Following traditions

In Buddhism it is told that one of the fetters that a stream-entrant (an awakened one) gets rid of is to stop adhering to various customs and traditions.

If a guru is a typical one – wearing orange robes, a mala, sitting on a big luxury seat that makes him look like a midget and being surrounded by devoted disciples sitting way below – if a guru behaves this way, it is very likely that he’s an egotistic person following a spiritual tradition rather than an awakened teacher.

Once you awake you know that traditions are man-made and you are no longer bound by them. That doesn’t mean that you go about breaking them; you use the ones that are good, and ignore the ones that are unnecessary or evil.

For example, when Buddha got awakened and started teaching, he angered some “spiritual people” because he was not following the “spiritual tradition” of the time of having long hair!

Buddha told he doesn’t like long hair. (I couldn’t find the source of the quote but this was told by S. N. Goenka, the founder of Vipassana.)

Truly awakened people either follow the tradition because they see the benefit in doing that, or drop it because they find the tradition harmful. So it’s no longer about blind adherence but a wise use of it.

For example, I met the head of one Buddhist monastery in Thailand when I was staying there for 12-hours-a-day meditation. I wrote about him and his disciple already. He was truly awakened and I believe fully liberated, yet he was following institutionalized Buddhism.

I believe he chose to stay within the formal system of Buddhism because many Thai people have absolute faith in the institutionalized religion and therefore he can help many of them this way.

But most awakened people drop the traditions altogether and become their simple selves, without needing any external spiritual proofs or governmental backing to establish themselves as spiritual authorities.

We can see that being the case in the lives of Sri Nisargadatta Maharaj, Eckhart Tolle and Ramana Maharshi, for example.

Ramana wore almost no clothes at all, he really didn’t care how he looked. That’s in huge contrast to most Indian spiritual teachers who pay great attention to their flowing robes and beards.

Eckhart Tolle wears normal clothes rather than trying to sell a spiritual message through the way that he dresses. I think he looks more like a college professor than a spiritual teacher, and that’s a good thing because he is simply himself.

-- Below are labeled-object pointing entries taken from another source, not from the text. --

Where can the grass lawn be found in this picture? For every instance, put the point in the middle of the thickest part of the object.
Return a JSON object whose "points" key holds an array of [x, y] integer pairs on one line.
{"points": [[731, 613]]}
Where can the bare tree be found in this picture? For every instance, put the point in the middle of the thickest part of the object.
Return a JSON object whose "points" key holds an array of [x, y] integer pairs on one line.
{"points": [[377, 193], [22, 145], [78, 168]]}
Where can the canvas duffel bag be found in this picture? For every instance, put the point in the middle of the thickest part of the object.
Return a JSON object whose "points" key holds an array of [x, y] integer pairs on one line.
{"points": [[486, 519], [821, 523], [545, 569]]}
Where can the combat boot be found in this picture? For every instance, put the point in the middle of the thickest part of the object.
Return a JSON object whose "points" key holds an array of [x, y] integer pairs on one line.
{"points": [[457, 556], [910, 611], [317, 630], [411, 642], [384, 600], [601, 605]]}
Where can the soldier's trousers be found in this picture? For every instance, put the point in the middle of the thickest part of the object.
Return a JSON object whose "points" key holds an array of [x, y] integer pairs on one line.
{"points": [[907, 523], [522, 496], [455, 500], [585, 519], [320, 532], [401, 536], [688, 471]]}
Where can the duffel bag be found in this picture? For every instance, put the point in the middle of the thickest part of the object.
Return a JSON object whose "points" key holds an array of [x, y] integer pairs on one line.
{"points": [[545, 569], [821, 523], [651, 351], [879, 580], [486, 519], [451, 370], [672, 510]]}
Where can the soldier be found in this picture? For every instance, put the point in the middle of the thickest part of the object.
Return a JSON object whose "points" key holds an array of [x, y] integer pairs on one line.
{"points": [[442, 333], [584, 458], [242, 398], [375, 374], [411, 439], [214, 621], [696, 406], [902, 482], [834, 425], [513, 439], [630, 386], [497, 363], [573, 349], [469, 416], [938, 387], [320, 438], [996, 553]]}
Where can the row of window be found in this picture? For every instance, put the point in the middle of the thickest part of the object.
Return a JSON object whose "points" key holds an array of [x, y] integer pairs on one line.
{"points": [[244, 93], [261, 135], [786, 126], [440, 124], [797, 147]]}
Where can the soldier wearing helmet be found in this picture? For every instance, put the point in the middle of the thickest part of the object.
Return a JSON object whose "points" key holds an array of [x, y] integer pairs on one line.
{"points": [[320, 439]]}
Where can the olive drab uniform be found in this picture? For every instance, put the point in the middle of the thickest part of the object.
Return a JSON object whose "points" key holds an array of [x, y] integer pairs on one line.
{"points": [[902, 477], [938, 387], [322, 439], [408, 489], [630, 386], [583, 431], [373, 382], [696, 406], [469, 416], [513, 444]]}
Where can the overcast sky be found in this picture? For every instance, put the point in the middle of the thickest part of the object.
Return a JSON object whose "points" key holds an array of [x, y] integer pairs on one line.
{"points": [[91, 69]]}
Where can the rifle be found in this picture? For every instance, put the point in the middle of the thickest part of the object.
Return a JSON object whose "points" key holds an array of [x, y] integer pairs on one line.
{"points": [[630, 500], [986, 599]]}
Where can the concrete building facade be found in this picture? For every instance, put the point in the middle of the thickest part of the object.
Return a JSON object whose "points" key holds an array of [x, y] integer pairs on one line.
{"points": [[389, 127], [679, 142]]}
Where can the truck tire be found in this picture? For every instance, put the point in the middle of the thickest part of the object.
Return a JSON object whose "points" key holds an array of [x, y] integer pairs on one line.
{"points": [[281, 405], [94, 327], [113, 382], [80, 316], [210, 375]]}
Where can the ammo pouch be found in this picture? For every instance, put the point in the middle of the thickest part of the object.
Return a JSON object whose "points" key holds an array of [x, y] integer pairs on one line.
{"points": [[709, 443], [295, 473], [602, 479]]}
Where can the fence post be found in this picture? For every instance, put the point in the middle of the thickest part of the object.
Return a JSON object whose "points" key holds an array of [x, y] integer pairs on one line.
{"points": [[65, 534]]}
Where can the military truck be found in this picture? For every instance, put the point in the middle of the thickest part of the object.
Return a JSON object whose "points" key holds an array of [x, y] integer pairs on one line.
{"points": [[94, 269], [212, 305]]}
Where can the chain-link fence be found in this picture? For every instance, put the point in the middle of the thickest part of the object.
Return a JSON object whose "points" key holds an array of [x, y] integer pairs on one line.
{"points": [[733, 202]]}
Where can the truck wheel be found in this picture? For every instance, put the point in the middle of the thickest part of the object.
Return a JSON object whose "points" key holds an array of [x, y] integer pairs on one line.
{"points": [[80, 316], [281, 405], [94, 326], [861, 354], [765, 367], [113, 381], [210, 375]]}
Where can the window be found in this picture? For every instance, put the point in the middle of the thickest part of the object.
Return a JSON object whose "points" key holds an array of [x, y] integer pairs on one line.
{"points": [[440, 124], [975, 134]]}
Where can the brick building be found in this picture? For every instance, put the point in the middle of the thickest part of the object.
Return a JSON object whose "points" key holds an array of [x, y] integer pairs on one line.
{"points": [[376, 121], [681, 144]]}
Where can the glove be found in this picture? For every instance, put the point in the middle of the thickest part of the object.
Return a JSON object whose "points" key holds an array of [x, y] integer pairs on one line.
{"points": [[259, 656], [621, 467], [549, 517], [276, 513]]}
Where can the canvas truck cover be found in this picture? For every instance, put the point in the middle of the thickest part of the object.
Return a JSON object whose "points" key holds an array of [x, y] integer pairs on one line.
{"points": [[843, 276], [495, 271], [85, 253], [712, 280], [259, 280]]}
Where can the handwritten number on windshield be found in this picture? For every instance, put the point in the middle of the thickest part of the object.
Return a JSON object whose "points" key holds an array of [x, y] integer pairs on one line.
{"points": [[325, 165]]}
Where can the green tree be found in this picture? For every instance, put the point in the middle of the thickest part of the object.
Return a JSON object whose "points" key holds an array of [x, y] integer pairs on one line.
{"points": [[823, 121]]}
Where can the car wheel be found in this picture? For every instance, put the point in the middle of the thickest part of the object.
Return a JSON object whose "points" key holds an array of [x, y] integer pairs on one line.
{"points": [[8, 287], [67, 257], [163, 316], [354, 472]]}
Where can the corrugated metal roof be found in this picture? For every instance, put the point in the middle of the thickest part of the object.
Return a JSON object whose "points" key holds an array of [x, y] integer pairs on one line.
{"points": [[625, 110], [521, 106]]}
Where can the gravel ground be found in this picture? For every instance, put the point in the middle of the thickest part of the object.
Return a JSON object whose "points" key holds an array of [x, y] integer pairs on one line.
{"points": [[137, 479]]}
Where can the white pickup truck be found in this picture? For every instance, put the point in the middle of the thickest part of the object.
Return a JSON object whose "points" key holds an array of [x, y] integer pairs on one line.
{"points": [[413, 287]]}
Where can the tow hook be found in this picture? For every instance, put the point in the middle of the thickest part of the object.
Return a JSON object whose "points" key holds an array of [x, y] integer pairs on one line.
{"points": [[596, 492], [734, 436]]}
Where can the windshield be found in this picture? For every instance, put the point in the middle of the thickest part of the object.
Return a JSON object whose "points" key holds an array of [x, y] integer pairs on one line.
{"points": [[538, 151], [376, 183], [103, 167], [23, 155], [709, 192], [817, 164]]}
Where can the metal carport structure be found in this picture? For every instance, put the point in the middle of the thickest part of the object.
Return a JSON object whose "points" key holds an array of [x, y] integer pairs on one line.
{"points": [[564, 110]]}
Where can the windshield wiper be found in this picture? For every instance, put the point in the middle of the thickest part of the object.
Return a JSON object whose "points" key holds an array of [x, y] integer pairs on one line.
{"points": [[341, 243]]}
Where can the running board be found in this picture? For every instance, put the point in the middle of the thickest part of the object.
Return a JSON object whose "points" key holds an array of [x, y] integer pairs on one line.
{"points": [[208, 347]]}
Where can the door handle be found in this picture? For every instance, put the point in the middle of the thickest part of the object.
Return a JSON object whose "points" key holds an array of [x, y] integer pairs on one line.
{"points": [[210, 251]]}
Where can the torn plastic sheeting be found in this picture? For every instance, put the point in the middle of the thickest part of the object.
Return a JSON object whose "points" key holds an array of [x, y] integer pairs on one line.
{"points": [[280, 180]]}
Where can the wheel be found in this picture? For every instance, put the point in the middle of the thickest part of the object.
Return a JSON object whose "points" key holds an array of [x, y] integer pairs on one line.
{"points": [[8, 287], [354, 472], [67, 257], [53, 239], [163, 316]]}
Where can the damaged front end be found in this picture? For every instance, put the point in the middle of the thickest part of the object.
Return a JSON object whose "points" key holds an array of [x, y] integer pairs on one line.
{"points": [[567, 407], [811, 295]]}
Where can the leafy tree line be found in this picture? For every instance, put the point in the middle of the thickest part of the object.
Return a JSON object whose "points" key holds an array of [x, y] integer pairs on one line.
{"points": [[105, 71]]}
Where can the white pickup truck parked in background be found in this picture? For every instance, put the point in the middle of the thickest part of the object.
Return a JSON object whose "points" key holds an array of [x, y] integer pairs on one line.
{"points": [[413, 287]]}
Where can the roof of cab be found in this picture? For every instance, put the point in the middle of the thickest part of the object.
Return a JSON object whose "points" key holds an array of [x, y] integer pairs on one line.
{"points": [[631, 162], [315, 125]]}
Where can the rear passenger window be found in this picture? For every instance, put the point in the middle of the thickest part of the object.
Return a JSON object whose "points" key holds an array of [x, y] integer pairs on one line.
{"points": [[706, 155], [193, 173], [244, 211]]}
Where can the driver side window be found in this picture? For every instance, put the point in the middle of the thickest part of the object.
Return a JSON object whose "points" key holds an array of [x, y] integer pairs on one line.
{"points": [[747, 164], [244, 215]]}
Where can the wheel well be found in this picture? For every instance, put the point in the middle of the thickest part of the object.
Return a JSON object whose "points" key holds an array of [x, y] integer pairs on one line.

Nisargadatta Maharaj never tried to amass any sort of following. He remained an owner of a small shop, dressed in a way most people in his area did, and taught the methods of awakening on the second floor of his shabby house.


It’s good to be aware of which gurus are fake and which are real, and its praiseworthy to learn from the ones that are genuine; but at the end of the day you will not gain salvation by serving another human being. There is no special secret that he holds which will make you awaken.

Millions of people give up their lives and better judgment to serve self-proclaimed gods. It doesn’t make any sense.

You are the same as those gurus who are being worshiped today. You have the potential to awaken as any other human being does. But because a lot of work needs to be done and that work is very hard – staying in the present moment and being disidentified from the stream of thoughts – some people would rather believe that by simply serving another human they can awaken.

No guru can accomplish this for you now matter what they claim. Sure, it’s very important to know who is real or fake whether it’s a spiritual teacher or any other person we’re dealing with; but we should be motivated to find genuine teachers not so that we follow them but so that they inspire us to walk our own spiritual path.